While presenting Budget 2013-14 on Thursday, when finance minister P Chidambaram announced the move from the profit-sharing model to one of revenue-sharing for companies involved in oil and gas production, he merely dispelled the confusion that the government itself had created in the first place, said experts.
On Friday, companies and analysts scrutinised the new model, which will be applicable to all new exploration and producing (E&P) blocks.
There was near consensus: the new model, they said, will be “slightly” negative for E&P companies in the near term.
But, they hastened to add, the companies will likely benefit in the long run, after all, as revenue-sharing will reduce delays and overcome systemic bureaucracy.
However, the alternative model will not help in any way to attract foreign players who had been shying away from the Indian hydrocarbon sector for various reasons, said experts.
“The profit-sharing model is where all the confusion arises as it’s always linked to cost recovery. And this leads to involvement of the DGH (Directorate General of Hydrocarbons, the upstream regulator) and CAG (Comptroller and Auditor General, who has discretionary powers to audit performances of companies working with the government). We’ve seen this in the last one year and a half,” said an oil and gas veteran who had worked at Reliance and IndianOil.
Gagan Dixit, senior analyst at brokerage Quant, said that under the profit-sharing model, the government allows companies to recover their cost of capital expenditure (capex) by 2.5 times, post which the latter have to share part of their profits with the government.
Cairn India’s Barmer oilfields in Rajasthan and Reliance Industries’s KG D6 are two of the many examples which share their profit with the government at approximately 50% and 20% respectively.

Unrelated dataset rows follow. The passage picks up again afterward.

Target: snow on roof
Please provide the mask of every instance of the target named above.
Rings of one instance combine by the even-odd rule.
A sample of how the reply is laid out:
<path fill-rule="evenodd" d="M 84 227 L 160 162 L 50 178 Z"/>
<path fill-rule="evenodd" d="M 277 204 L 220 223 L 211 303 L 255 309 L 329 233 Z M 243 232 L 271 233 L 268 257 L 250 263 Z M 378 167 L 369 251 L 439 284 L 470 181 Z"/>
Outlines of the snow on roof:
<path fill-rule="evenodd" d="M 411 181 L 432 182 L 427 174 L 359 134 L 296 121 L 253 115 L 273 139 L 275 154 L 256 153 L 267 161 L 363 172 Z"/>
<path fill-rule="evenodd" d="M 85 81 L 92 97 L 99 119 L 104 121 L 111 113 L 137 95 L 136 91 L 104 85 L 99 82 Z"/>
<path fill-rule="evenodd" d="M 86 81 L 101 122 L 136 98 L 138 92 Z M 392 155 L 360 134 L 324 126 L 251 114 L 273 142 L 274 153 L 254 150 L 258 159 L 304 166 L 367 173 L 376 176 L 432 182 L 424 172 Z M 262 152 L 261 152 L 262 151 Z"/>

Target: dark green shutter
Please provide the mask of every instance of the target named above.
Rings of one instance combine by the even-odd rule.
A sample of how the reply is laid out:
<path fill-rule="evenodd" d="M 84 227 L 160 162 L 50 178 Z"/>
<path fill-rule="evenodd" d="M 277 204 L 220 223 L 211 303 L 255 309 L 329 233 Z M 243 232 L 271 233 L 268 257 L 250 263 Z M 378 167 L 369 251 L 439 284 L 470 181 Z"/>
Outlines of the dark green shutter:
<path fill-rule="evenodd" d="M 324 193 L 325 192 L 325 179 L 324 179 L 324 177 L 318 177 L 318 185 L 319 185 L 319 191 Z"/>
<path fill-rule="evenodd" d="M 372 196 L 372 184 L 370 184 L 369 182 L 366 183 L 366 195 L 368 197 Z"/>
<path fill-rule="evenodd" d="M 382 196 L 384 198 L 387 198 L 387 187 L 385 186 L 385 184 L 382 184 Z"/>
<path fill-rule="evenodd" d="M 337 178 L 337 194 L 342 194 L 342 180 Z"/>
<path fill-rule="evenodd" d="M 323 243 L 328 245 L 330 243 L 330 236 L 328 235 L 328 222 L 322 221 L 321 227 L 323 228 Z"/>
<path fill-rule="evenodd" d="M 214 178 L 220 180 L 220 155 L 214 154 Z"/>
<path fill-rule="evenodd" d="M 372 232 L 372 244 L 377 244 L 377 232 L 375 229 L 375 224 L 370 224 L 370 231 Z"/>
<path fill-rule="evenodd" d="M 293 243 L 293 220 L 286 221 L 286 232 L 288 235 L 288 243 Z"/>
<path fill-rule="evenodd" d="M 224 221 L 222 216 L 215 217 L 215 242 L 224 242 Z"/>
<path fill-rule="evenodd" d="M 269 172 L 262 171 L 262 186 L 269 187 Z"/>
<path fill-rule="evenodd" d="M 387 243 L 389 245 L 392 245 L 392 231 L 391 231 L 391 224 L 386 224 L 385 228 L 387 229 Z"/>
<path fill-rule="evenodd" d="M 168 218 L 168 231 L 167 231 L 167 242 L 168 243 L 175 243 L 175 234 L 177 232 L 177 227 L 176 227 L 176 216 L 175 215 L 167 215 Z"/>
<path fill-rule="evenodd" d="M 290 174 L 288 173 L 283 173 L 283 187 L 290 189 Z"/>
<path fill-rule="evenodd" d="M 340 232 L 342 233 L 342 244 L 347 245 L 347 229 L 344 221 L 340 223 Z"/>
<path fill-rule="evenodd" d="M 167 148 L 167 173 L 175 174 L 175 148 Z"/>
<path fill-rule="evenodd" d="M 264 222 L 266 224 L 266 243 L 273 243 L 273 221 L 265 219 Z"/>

“In the profit-sharing model, the DGH has to get involved in approving the capex of a company and then make an estimate of how much of the profits will be shared with the government. And if there is a discrepancy in what is reported by the company and the DGH, the CAG would get involved,” said Dixit.
All this leads to bureaucratic delays and, sometimes, litigation, thereby hurting production in the long run, he said.
On the other hand, the revenue-sharing model is expected to be more transparent as there is always a discussion or debate on which costs to include or exclude, said Dixit.
Agreed Rahool Panandiker, principal at The Boston Consulting Group.“I feel companies would like this model, given that many cost-related issues have arisen in the recent past.”
In case of positive surges in price, government can “avail” of the windfall too, he said.